Words By: Kirra Martin
The monumental grand opening of the Smithsonian’s National Museum of African American History and Culture commenced this weekend in Washington, D.C at the National Mall with live footage, courtesy of the White House.
The grand opening was followed by a Dedication Ceremony and a Freedom Sounds Festival, according to the museum’s site. The Saturday Dedication Ceremony was a star-studded event with appearances by Oprah Winfrey, Will Smith and performances by Stevie Wonder and Patti Labelle. Former presidents Bill Clinton and George W. Bush were in attendance as well.
President Barack Obama, the first African-American president, and the paramount speaker at the ceremony believes the museum tells the full story of America.
“James Baldwin once wrote, for while the tale of how we suffer and how we are delighted and how we may triumph is never new, it always must be heard,” President Obama said. “What makes this occasion so special is the larger story it contains…This national museum helps to tell a richer and fuller story of who we are.”
In the conclusion of the president’s speech he noted, “We’re not a burden on America or [a] stain on America or an object of shame and pity for America. We are America.”
Founding Director of the National Museum of African-American History and Culture,
“A dream too long deferred is a dream no longer.

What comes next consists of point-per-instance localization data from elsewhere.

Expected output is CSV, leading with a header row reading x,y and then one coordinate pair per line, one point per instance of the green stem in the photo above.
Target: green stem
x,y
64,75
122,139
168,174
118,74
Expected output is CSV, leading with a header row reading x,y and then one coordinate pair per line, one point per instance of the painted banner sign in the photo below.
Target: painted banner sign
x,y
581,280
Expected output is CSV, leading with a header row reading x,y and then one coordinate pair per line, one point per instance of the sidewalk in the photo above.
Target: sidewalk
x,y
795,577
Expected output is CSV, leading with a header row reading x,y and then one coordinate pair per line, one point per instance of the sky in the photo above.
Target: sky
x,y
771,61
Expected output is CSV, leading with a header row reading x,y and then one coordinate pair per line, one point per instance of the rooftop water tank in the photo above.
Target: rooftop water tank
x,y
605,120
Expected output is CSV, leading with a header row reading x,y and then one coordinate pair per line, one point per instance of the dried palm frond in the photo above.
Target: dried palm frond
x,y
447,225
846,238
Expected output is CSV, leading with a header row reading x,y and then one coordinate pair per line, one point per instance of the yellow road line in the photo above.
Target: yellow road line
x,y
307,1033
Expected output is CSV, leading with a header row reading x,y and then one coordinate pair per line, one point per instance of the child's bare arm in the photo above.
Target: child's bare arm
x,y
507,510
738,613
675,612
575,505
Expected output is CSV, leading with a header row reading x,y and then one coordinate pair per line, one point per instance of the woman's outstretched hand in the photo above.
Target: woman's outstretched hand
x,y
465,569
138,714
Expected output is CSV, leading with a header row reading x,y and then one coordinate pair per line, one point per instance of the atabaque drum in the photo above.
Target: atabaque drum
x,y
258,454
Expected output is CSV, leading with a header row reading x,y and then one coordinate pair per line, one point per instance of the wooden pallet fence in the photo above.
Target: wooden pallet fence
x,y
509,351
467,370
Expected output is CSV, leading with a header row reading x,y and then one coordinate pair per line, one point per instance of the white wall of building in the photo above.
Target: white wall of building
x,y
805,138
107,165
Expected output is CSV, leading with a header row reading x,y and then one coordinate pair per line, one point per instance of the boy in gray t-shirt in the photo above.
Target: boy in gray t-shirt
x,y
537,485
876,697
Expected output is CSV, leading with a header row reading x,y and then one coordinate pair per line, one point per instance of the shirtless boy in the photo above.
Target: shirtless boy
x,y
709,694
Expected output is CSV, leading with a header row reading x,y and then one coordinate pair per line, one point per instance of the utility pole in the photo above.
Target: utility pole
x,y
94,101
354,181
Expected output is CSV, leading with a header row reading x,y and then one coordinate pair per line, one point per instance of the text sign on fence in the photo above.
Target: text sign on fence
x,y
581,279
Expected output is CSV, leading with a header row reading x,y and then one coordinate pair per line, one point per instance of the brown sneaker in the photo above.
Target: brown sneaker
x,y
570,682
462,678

What a grand and glorious day to open a museum that will not just tell of a people’s journey, but also of a nation’s story.”
Council member Linda Johnson-Rice who is also the daughter of the late publishing powerhouse mogul, John H. Johnson, stated
“I am overwhelmed by what is happening here on the avenues of history,”said council member Linda Johnson-Rice. “The strong, magnificent building and within it not just our stories of our struggles and our challenges, but of the decades, really the centuries, of African-American contributions from all walks of life.”
According to the museum’s website, the museum is the only national museum devoted exclusively to the history, culture and documentation of African-American human life.
The museum was established by Act of Congress in 2003. It has collected over 36,000 artifacts and has nearly 100,00 charter members.